Riley Polumbus: What goes up, must come down
August 18, 2010
Steamboat Springs — If Carl Howelsen were a mountain biker, what kind of rider would he be? Remember, this is the man who moved to Steamboat Springs in 1913 and started building ski jumps.
Mountain biking has evolved to include many disciplines, and just as we did with skiing, Steamboat continues to expand to accommodate all types of riding.
Cory Prager is part of a growing community leading us into the next generation of mountain biking. Prager coaches the Steamboat Springs Winter Sports Club's Gravity Team and helped build the pump track in Ski Time Square. Since I have been a bit confused by the new terminology, I called Cory to get up to speed.
Riley Polumbus: What is freeriding?
Cory Prager: Freeriding was generated from when people started using manmade obstacles and the natural terrain to jump off things and make biking more challenging for them.
Polumbus: What is downhilling?
Prager: Downhill racing is when one person races the clock on courses that vary from big motocross-style double jumps to rocky technical terrain to really steep terrain. It's all a point A to point B, fastest time down the mountain.
Polumbus: So, it's kind of like downhill skiing?
Prager: Yes, and actually these riders are sprinting every chance they get, it's incredibly demanding on cardio and also strength.
Polumbus: What is slopestyle?
Prager: Slopestyle is when you start at the top of a course and negotiate a series of stunts and you are judged on style.
Polumbus: When you use the term "gravity," what does that mean?
Prager: The generalized gravity term is based on what ski areas have been doing with their bike parks. It's gravity riding because bikers are using the lifts. Gravity events are downhill, mountain cross, dual slalom and super downhill, or "Super D."
Polumbus: What is a bike park?
Prager: A bike park is very similar to a terrain park. Ski mountains are using pieces of their land in the summer to build mountain bike trails that range from beginner to expert. Whistler was one of the original mountains to establish not only downhill biking runs but evolved into a bike park because it's a terrain park for bikes.
Polumbus: What is a pump track?
Prager: A pump track is a series of berms and rollers that allow you to keep up and maintain momentum through turns. Your biking skills become better because you become more confident in turning and learning how to absorb the terrain. It's an incredible workout.
Polumbus: So not only is a pump track fun to do and a good workout, but it's also teaching you skills.
Prager: Yes, all those really fundamental bike-handling skills. That's why the pump track is so cool. When I go to Ski Time Square, I see 5-year-olds to 65-year-olds enjoying it because it's all focused on those fundamental skills of cornering and learning how to handle your bike through different terrain.
Polumbus: With all these different styles, are there different bikes?
Prager: Generally pump track bikes are completely rigid hardtail bikes with a higher top tube and a compact geometry so you can wheelie over things while keeping the bike underneath you.

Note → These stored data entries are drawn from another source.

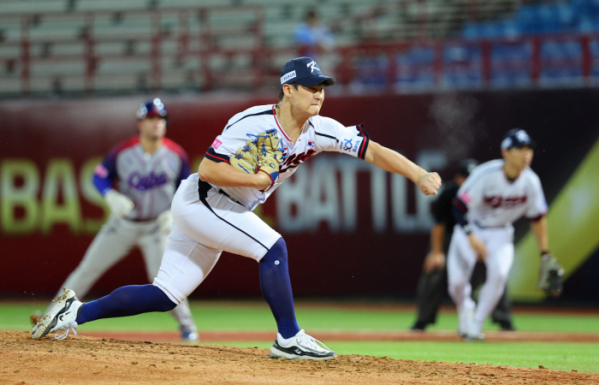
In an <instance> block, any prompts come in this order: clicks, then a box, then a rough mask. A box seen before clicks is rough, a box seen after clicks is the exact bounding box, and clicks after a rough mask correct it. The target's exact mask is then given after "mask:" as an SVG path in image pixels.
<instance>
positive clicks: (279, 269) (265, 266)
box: [260, 238, 299, 338]
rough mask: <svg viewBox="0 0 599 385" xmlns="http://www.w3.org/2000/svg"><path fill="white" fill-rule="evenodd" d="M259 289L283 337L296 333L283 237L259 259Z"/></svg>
mask: <svg viewBox="0 0 599 385" xmlns="http://www.w3.org/2000/svg"><path fill="white" fill-rule="evenodd" d="M260 290H262V296H263V297H264V299H265V300H266V302H268V306H270V310H271V311H272V314H273V315H274V317H275V321H277V329H278V330H279V333H280V334H281V335H282V336H283V338H289V337H293V336H294V335H296V334H297V332H299V326H298V325H297V320H296V319H295V309H294V307H293V292H292V291H291V280H290V279H289V266H288V264H287V245H286V244H285V241H284V240H283V238H279V240H278V241H277V242H276V243H275V244H274V245H273V246H272V247H271V248H270V250H269V251H268V253H266V255H265V256H264V257H263V258H262V260H260Z"/></svg>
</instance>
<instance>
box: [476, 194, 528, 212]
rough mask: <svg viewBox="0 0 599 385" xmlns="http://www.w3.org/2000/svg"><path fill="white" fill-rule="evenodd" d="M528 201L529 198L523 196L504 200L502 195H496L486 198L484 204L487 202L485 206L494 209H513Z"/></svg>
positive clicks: (508, 198) (503, 197)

Slopestyle bike park bikes can range from 4 to 7 inches of travel in the front suspension. Downhill bikes are the ones with the bigger, longer suspension — anywhere from 7 to 10 inches of travel — and meant to take a lot of abuse.
Polumbus: I thought mountain biking was just mountain biking, but then look at skiing. Skiing started off as a form of transportation and evolved into a sport. When Carl Howelsen came here, he taught us how to jump. If Carl Howelsen were a mountain biker, what type would he be?
Prager: He'd probably be a freerider. The one thing I have to say is it's not just one person doing this. We couldn't do this without the people behind it supporting the sport and making all this happen.